Authors: Jerome A. Cohen, Adjunct Senior Fellow for Asia Studies, and Eva Pils, Chinese University of Hong Kong Faculty of Law
December 4, 2009
Far Eastern Economic Review


Having contributed several essays on the development of China's judiciary to the FAR EASTERN ECONOMIC REVIEW over the last five years, it is sobering to look back on the fate of those individuals whose plight we discussed. The sufferings of these activists tell us much about the lack of progress to establish the rule of law.

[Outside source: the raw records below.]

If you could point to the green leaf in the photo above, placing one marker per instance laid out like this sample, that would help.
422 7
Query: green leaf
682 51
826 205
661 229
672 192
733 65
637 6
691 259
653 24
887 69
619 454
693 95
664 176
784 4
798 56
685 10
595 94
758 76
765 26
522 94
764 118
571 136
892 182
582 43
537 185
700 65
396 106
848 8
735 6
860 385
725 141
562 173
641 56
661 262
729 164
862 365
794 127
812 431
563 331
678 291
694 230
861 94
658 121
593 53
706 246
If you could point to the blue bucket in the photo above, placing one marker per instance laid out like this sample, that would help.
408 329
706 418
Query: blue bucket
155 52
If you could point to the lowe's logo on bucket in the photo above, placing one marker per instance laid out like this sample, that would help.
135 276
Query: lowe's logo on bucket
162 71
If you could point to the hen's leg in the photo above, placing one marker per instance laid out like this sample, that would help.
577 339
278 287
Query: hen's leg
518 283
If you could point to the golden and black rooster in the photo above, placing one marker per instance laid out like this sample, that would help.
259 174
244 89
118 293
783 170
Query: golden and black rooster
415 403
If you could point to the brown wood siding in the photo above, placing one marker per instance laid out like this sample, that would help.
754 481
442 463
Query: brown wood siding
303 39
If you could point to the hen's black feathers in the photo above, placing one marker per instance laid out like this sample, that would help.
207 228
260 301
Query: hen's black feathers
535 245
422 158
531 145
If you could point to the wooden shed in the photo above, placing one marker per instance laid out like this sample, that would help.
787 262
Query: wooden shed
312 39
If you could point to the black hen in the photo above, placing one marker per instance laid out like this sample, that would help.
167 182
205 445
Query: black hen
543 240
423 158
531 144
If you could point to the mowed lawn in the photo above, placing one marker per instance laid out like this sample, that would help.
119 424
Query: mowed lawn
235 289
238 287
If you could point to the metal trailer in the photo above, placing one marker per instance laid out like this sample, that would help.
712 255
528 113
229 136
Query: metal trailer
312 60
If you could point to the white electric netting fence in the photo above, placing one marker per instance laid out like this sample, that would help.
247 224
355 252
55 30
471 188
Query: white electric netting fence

Chen Guangcheng - This blind lay advocate's only ambition had been to help the weakest and neediest among his fellow rural residents to protect themselves against extortion and cruelty. A dirt-poor farmer's child, he campaigned to expose massive official abuses against the families of women who fled forced abortion and sterilization and against those who resisted unlawful "taxes." These activities incurred the wrath of local government and, it became increasingly clear, the central authorities (see Jerome Cohen's November 2005 essay for the review, "China Trips Up Its Barefoot Lawyers").

Just prior to his arrest, Mr. Chen participated in an online fasting campaign for human rights initiated by fellow activists Hu Jia, Gao Zhisheng and others, writing that he did this "to oppose thuggish behavior toward human rights defenders" and "to protect the dignity of the law and resist the brutality of local government."